Wasted effort shortens the body

Superfluous effort shortens the body. Efficient action involves growing taller, lengthening the limbs and the spine.

This is a fundamental idea in Feldenkrais. Scan your feeling of height as you sit in your chair reading this. Then clench your jaw–do you grow taller or shorter? Tighten you shoulders. Taller or shorter? Grip your stomach like you’ve just had a fright. Taller or shorter?

This theme is integrated into the lessons in many ways. In measuring lengths in the scans. In monitoring the maintenance of length (as we might monitor easy breathing) to recognize and modify superfluous effort when it arises during an action.
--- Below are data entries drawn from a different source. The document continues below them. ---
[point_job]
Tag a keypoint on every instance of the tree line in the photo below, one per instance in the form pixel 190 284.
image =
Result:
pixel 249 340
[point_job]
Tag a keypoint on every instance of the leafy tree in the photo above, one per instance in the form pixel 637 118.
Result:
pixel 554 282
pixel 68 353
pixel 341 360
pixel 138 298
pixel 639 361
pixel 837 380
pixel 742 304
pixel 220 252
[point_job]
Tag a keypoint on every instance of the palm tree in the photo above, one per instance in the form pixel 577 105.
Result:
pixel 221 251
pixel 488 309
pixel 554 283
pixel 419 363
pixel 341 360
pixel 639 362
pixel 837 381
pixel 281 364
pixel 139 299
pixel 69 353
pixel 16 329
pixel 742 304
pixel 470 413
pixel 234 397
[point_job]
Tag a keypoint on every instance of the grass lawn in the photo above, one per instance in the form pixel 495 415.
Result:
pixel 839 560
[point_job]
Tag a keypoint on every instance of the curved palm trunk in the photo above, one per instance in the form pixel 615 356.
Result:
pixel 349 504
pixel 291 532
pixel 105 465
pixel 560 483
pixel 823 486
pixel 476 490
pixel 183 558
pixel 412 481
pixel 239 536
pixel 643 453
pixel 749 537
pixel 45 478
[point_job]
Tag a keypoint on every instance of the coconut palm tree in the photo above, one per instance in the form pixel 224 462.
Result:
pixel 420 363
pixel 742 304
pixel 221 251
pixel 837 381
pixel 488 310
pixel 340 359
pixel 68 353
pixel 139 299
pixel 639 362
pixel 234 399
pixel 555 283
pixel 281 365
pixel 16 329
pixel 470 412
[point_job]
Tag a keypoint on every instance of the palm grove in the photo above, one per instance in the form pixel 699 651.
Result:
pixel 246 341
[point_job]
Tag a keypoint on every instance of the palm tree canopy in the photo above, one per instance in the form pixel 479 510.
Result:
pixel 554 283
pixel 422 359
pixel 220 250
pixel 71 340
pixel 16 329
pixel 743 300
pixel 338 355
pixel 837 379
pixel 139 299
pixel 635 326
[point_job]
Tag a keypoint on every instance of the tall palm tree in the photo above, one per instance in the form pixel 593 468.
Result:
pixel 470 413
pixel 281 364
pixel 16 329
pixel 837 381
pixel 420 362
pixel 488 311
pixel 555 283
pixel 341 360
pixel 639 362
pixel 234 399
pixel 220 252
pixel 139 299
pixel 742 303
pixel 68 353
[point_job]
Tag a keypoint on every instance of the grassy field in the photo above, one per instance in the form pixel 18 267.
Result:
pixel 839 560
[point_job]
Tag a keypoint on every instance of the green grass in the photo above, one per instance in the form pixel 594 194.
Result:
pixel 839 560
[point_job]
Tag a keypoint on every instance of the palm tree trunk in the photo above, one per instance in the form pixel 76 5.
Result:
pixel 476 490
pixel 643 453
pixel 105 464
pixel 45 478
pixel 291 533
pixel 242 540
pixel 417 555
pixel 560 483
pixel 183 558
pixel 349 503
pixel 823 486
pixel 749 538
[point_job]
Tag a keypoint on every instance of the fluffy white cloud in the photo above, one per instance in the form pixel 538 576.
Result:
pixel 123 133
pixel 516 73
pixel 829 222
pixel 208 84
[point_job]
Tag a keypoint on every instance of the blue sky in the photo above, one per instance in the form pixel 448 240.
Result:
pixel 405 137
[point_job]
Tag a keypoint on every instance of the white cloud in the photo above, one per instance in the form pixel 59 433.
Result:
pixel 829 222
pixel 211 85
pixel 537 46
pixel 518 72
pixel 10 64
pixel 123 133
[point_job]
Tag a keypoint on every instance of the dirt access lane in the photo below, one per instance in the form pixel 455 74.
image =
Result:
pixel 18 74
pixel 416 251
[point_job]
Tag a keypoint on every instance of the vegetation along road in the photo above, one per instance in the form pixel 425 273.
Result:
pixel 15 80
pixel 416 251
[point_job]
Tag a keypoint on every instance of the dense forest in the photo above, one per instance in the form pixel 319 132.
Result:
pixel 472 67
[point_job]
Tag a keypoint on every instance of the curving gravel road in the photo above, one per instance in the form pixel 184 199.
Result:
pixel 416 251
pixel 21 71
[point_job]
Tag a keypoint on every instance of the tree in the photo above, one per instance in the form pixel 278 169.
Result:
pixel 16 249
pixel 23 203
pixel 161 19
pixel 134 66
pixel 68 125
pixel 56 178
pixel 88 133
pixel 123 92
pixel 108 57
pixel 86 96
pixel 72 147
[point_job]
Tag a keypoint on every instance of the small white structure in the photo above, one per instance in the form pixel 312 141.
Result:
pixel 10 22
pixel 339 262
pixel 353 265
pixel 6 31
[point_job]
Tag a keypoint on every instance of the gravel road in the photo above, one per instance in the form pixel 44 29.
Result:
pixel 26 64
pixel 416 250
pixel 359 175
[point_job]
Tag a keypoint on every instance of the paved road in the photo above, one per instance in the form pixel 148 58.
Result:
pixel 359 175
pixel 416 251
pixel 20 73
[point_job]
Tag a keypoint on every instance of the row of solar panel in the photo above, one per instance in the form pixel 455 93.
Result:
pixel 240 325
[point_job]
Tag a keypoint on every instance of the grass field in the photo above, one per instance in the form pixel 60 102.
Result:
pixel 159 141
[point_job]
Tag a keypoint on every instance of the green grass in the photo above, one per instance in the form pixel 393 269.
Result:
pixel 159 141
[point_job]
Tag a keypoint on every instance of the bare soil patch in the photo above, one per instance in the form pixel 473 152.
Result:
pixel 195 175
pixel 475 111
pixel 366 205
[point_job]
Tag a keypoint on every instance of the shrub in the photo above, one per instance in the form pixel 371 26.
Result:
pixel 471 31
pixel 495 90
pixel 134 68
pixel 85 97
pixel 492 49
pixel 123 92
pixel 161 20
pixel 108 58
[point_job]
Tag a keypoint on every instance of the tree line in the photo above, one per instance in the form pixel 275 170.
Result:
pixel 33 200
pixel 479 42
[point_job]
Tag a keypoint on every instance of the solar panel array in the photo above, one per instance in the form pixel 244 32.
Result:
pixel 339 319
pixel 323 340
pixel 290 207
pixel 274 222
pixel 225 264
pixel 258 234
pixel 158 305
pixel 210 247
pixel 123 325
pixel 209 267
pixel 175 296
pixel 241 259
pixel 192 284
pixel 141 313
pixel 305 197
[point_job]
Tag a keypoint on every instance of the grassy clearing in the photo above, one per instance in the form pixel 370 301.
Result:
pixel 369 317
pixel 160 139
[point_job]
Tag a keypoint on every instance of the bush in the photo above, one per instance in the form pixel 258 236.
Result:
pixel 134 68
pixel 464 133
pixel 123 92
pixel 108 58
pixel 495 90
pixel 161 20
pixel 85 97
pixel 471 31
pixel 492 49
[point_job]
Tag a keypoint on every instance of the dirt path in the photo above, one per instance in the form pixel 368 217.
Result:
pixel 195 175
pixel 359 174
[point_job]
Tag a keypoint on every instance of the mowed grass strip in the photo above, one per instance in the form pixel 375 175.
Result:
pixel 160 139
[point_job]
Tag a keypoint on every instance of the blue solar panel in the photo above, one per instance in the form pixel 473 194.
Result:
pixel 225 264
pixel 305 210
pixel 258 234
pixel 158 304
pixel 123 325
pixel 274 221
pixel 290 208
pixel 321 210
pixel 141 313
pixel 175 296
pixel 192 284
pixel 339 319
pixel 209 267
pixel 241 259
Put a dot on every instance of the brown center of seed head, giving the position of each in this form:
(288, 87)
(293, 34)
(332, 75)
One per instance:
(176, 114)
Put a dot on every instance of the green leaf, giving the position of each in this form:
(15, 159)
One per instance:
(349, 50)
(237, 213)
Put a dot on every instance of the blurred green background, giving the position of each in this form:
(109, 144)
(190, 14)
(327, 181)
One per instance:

In many lessons the question appears almost as an aside–where does the top of your head go?

6 Replies to “Wasted effort shortens the body”

  1. This idea of lengthening is. of course, influenced by F.M Alexander’s technique whose central principle is that of lengthening and widening.
    Alexander outlines the conditions which lead him to his discovery in his book “Use of the Self”. Excessive hoarseness had lead him to abandon his career as an orator and he had found no useful advice from doctors. Embarking on a course of self disovery using a mirror, Alexander attempted to find a cure for himself.
    The pivotal moment being Alexander’s discovery that “…the best conditions of larynx and vocal mechanisms and the least tendency to hoarseness were associated with a lengthening of the stature.”
    Feldenkrais had lessons with a student of Alexander’s, Walter Carrington, “…until the day that Alexander saw his newly published book, Body and Mature Behaviour, and told [Carrington] to desist. Alexander was emphatic about the danger of confusing two incompatible principles and considered Feldenkrais’s approach to be gravely misleading. The principle of prevention does not accord well with the principle of doing and feeling.” So describes Walter Carrington in his review of Judith Stransky’s book ” Joy in the Life of Your Body” which, whilst primarily a book about the Alexander Technique, also extolls the virtues of the Feldenkrais’ method.
    I have yet to try this lesson so maybe some of these ideas are mentioned in the lesson but ,if not, I thought it might be interesting for people to know about the origin of this idea of lengthening.

  2. Thanks for your contribution, John! This is terrific to bring in other perspectives and traditions.

    It’s interesting to consider in our of work what the “origin” of an idea is. I suppose in one sense its origins lie in evolution, mechanics, physics, neurology. And any thinker and doer who has worked with the human body in action has an idea of lengthening in their work. (Being skeptical of absolutes, I would be interested to hear of movement practices that cultivate compacting and shortening! Perhaps Iron Shirt Qigong?)

    I don’t mean to deny however that Feldenkrais learned from his immediate surroundings and predecessors–not at all.

    Our work is in some sense in the dark ages where we all learn from a teacher who learned from a teacher….even in formal academia where there is an attempt to break this down (no one goes to the University of Isaac Newton vs. the University of Albert Einstein), people persist in cultivating and identifying themselves with lineages–as this website and my work does, a practitioner trained by someone … trained by Moshe. And we inherit their battles with one another too.

    Just a note that the ideas listed here as “principles” (a growing, not an exhaustive list) are ideas that recur in many, many lessons. The one lesson on the theme “growing taller” that is posted so far is one approach among many. Another implementation of the theme is to work with awareness of length while in a movement and noticing the moment of shortening–much less active cultivation of lengthening than in [[Walking Backward]].

    This review of Stranksy by Carrington is here and it makes interesting reading. The question of the relationship between doing and not-doing in the various methods and techniques is intriguing, a deep one.